This is Sunday and parents are visiting the Zoo with their children. Cars park 4 deep from the gutter to off load the family whilst Dad seeks a car park so the bottleneck is again horrendous. Finally, we are offloaded and Eddie goes to buy our tickets – he must have known a man because he seemed to get to the top of the queue very quickly. So, in we go. We are here to see the Pandas – nothing else. Eddie knows the short cut to the Panda trail and the three pavilions built for the Olympics and the Asian games. Fortunately, Pandas are very sedate and it was easy to get photos but that day the China Daily carried an article about a wild Panda that attacked and devoured a goat. Are Pandas China’s great white shark????
Eddie then organised a visit to Yandai Byway (also known as Smoking Pipe Lane). There were stores selling tobacco bags and smoking utensils which led to the name “Yandai Byway” after the large wooden sculpture of a large tobacco bag at the eastern end of the street. You can still find the old image of the store now.
Our main purpose was to visit the Hutong lanes. Hutongs are a type of narrow streets or alleys, commonly associated with Beijing. Hutong is a Mongolian word meaning “water well” and Hutongs were part of the Ming dynasty town planning on a class basis. In Beijing, hutongs are alleys formed by lines of siheyuan, traditional courtyard residences. Many neighbourhoods were formed by joining one siheyuan to another to form a hutong, and then joining one hutong to another. The word hutong is also used to refer to such neighbourhoods.
Since the mid-20th century, a large number of Beijing hutongs were demolished to make way for new roads and buildings.
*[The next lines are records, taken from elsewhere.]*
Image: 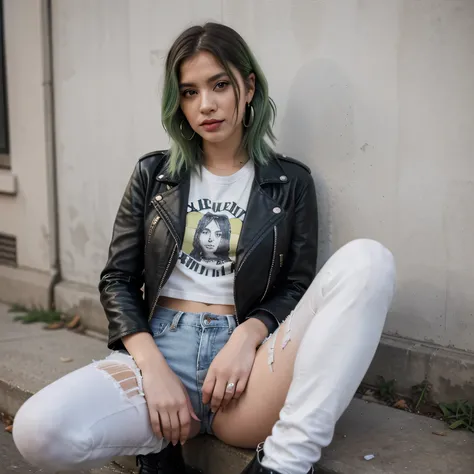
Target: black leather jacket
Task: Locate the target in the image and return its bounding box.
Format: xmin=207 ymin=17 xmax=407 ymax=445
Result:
xmin=99 ymin=151 xmax=318 ymax=349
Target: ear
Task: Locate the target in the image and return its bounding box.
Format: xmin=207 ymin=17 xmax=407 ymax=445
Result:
xmin=245 ymin=72 xmax=255 ymax=104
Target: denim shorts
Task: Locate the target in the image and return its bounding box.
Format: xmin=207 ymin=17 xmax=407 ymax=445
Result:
xmin=150 ymin=306 xmax=237 ymax=434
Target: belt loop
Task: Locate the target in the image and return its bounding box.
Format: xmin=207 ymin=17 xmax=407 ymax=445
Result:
xmin=226 ymin=315 xmax=235 ymax=334
xmin=170 ymin=311 xmax=184 ymax=331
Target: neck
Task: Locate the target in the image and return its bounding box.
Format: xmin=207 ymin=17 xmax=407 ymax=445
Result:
xmin=203 ymin=124 xmax=248 ymax=176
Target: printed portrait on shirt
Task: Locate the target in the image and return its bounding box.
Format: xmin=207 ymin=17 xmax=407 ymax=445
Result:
xmin=178 ymin=199 xmax=245 ymax=278
xmin=190 ymin=212 xmax=231 ymax=265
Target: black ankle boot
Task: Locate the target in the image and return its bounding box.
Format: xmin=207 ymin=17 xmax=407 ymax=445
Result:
xmin=137 ymin=443 xmax=202 ymax=474
xmin=242 ymin=443 xmax=314 ymax=474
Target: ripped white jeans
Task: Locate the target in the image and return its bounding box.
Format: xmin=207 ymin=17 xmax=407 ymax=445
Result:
xmin=13 ymin=240 xmax=395 ymax=474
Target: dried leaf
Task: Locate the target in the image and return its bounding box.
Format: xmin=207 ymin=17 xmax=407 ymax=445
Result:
xmin=393 ymin=398 xmax=408 ymax=410
xmin=44 ymin=321 xmax=64 ymax=330
xmin=66 ymin=314 xmax=81 ymax=329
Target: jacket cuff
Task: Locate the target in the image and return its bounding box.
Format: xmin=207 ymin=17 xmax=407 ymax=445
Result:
xmin=247 ymin=311 xmax=278 ymax=335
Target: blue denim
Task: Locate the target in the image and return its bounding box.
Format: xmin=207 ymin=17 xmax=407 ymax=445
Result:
xmin=150 ymin=306 xmax=237 ymax=434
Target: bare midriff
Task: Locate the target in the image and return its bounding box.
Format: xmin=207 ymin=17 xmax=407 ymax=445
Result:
xmin=158 ymin=296 xmax=235 ymax=315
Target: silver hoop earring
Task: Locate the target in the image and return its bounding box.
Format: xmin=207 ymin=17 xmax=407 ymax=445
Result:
xmin=179 ymin=120 xmax=196 ymax=142
xmin=242 ymin=102 xmax=255 ymax=128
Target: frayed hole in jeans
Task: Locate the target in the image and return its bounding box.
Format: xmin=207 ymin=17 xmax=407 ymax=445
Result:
xmin=96 ymin=361 xmax=144 ymax=398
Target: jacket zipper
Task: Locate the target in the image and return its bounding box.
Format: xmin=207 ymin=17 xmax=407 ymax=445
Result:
xmin=148 ymin=244 xmax=178 ymax=319
xmin=145 ymin=216 xmax=161 ymax=256
xmin=234 ymin=226 xmax=276 ymax=326
xmin=260 ymin=225 xmax=278 ymax=303
xmin=148 ymin=201 xmax=179 ymax=319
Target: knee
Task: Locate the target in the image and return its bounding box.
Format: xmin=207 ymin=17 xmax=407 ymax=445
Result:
xmin=13 ymin=395 xmax=90 ymax=472
xmin=343 ymin=239 xmax=396 ymax=283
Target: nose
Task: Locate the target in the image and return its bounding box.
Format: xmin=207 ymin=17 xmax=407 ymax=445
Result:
xmin=200 ymin=92 xmax=216 ymax=115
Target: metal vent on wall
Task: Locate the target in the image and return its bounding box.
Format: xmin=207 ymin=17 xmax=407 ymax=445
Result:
xmin=0 ymin=232 xmax=17 ymax=267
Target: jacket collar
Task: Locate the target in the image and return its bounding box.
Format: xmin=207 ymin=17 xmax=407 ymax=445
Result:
xmin=156 ymin=153 xmax=289 ymax=186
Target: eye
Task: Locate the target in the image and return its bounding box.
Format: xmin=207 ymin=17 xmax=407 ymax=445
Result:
xmin=215 ymin=81 xmax=229 ymax=90
xmin=181 ymin=89 xmax=197 ymax=97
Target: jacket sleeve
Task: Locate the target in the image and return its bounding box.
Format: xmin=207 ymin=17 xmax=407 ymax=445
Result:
xmin=248 ymin=173 xmax=318 ymax=334
xmin=99 ymin=162 xmax=151 ymax=350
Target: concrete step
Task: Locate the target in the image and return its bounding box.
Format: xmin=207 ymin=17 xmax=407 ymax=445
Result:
xmin=0 ymin=304 xmax=474 ymax=474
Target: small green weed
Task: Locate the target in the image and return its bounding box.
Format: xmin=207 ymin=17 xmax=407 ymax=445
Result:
xmin=377 ymin=375 xmax=397 ymax=403
xmin=8 ymin=305 xmax=61 ymax=324
xmin=439 ymin=400 xmax=474 ymax=433
xmin=411 ymin=379 xmax=432 ymax=411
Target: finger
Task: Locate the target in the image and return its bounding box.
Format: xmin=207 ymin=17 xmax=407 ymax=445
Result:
xmin=234 ymin=377 xmax=249 ymax=400
xmin=160 ymin=411 xmax=171 ymax=442
xmin=202 ymin=372 xmax=216 ymax=405
xmin=148 ymin=409 xmax=164 ymax=439
xmin=178 ymin=407 xmax=191 ymax=444
xmin=221 ymin=382 xmax=237 ymax=408
xmin=211 ymin=379 xmax=227 ymax=413
xmin=170 ymin=412 xmax=181 ymax=446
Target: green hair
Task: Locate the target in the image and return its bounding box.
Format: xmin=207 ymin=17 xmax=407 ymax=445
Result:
xmin=161 ymin=23 xmax=276 ymax=175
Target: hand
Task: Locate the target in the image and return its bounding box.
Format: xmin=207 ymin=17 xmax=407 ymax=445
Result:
xmin=142 ymin=365 xmax=200 ymax=446
xmin=202 ymin=318 xmax=267 ymax=413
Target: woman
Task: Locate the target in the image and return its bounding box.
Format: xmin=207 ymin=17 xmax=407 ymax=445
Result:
xmin=13 ymin=23 xmax=394 ymax=474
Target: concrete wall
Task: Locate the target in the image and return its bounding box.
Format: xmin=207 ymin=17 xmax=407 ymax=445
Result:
xmin=51 ymin=0 xmax=474 ymax=350
xmin=0 ymin=0 xmax=50 ymax=271
xmin=0 ymin=0 xmax=53 ymax=306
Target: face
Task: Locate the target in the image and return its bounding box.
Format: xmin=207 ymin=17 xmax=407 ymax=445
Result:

More recently, many hutongs have been designated as protected, in an attempt to preserve this aspect of Chinese cultural history. We walked through the alleys to a hutong which had been owned by its present family down through the generations. Along the way, we encountered more of the small electric cars that seem to be do popular as well as some of the past history of bicycles. After many turns and walking past the public ablutions (hutongs share a communal toilet block which does not have any walls or partitions so you get to know your neighbours intimately) we arrive at the front door of the hutong we are to visit.
Inside the court yard we met the eldest son in the parents’ room to hear the history of the hutong, and then check out the remaining rooms. Beijing has now introduced laws to retain the history of these residences.
We finished off the day with a rickshaw ride/race, the drivers must have the best legs with single gear bikes towing two larger Australians and no brakes other than the soles of his shoes. He also had to contend with traffic of all kinds – wheel chairs motor scooters cars and pedestrians.